Afin de recueillir la parole de jeunes enquêté·es, il a été proposé d'accentuer le caractère ludique des entretiens, par l'intermédiaire de petits jeux, manipulations ou d'activités enfantines à l'instar du dessin. (Simon, 2020) Si ces méthodes peuvent être fécondes, il est apparu dans cette enquête de terrain qu'elles n'étaient pas forcément nécessaires. Cette première année de thèse a en effet été l'occasion de réaliser des entretiens semi-directifs avec des enfants de 10 ans, dont la durée moyenne est de 45 minutes et dont certains durent jusqu'à 1h30, sans qu'il ne soit mobilisé d'outils ludiques ou spécifiques. En effet, lors de la phase exploratoire, différentes techniques ont pu être utilisées : certaines se sont révélées infructueuses, d'autres ont permis de faire parler les enfants mais les entretiens qui n'y recourent pas sont tout aussi féconds. Au-delà des techniques et outils mobilisé·es, l'attitude de l'enquêteur·ice est aussi importante pour garantir un cadre serein pour que l'enfant puisse s'exprimer, pour que l'enquêteur·ice s'assure de son consentement à participer à l'enquête, et pour récolter des données riches. La variabilité des capacités des enfants à s'exprimer dans le cadre d'une enquête par entretiens, en fonction de l'âge, du genre ou de l'origine de l'âge, a été mis en évidence notamment dans L'enfance de l'ordre (Lignier et Pagis, 2017).

 

Tant pour limiter l'imposition de problématique que pour favoriser la compréhension par la/le chercheur·euse des propos de l'enfant, il semble nécessaire que la phase d'entretien soit précédée d'une familiarisation avec le terrain. Cette étape permet de construire une relation de confiance avec les enfants comme évoqué précédemment, mais également de connaître l'environnement dans lequel évolue l'enfant, d'acquérir certaines références culturelles spécifiques au groupe étudié, de visualiser les individus dont va parler l'enquêté·e (a fortiori dans une étude portant sur les sociabilités).

 

Si les capacités à s'exprimer oralement dans un entretien sont inégalement distribuées entre les enfants, cette variabilité m'est apparue encore plus significative lors de la passation de questionnaire écrit. La maîtrise de la lecture et de l'écriture par les élèves de CM1-CM2 est fortement variable d'un·e enfant à l'autre, et plus globalement d'une école à l'autre, et a nécessité certains ajustements : alors que certain·es enquêté·es ont pu remplir seul·es et développer à l'écrit leurs réponses, certain·es enfants ont dû être assisté·es ou dicter leurs réponses à un·e adulte, ce qui peut limiter la comparabilité des réponses.

 

 

Références bibliographiques :

  • Auger, F., Lefrançois, C., & Trépied, V. (2017). Que faire de l'âge dans l'enquête ? Penser les rapports sociaux d'âge entre enquêtés et enquêteurs. SociologieS. https://doi.org/10.4000/sociologies.5990

  • Baudrit, A. (1994). L'entretien collectif avec des enfants. Spirale. Revue de recherches en éducation, 13(1), 219‑229. https://doi.org/10.3406/spira.1994.1902

  • Danic, I., Delalande, J., & Rayou, P. (2006). Enquêter auprès d'enfants et de jeunes : Objets, méthodes et terrains de recherche en sciences sociales. Presses universitaires de Rennes.

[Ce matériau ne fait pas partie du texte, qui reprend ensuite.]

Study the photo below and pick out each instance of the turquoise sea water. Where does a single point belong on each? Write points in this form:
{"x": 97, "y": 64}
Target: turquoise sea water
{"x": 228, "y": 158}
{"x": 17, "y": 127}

  • Duval-Valachs, Nicolas (22). Posture de recherche (2) : un éléphant dans un magasin de porcelaine. La démocratie est un jeu d'enfants. Consulté le 13 janvier 2025 à l'adresse https://doi.org/10.58079/qkaa

  • Lignier, W. (2008). La barrière de l'âge. Conditions de l'observation participante avec des enfants. Genèses, 73(4), 20‑36. https://doi.org/10.3917/gen.073.0020

  • Lignier, W., & Pagis, J. (2017). L'enfance de l'ordre : Comment les enfants perçoivent le monde social. Seuil.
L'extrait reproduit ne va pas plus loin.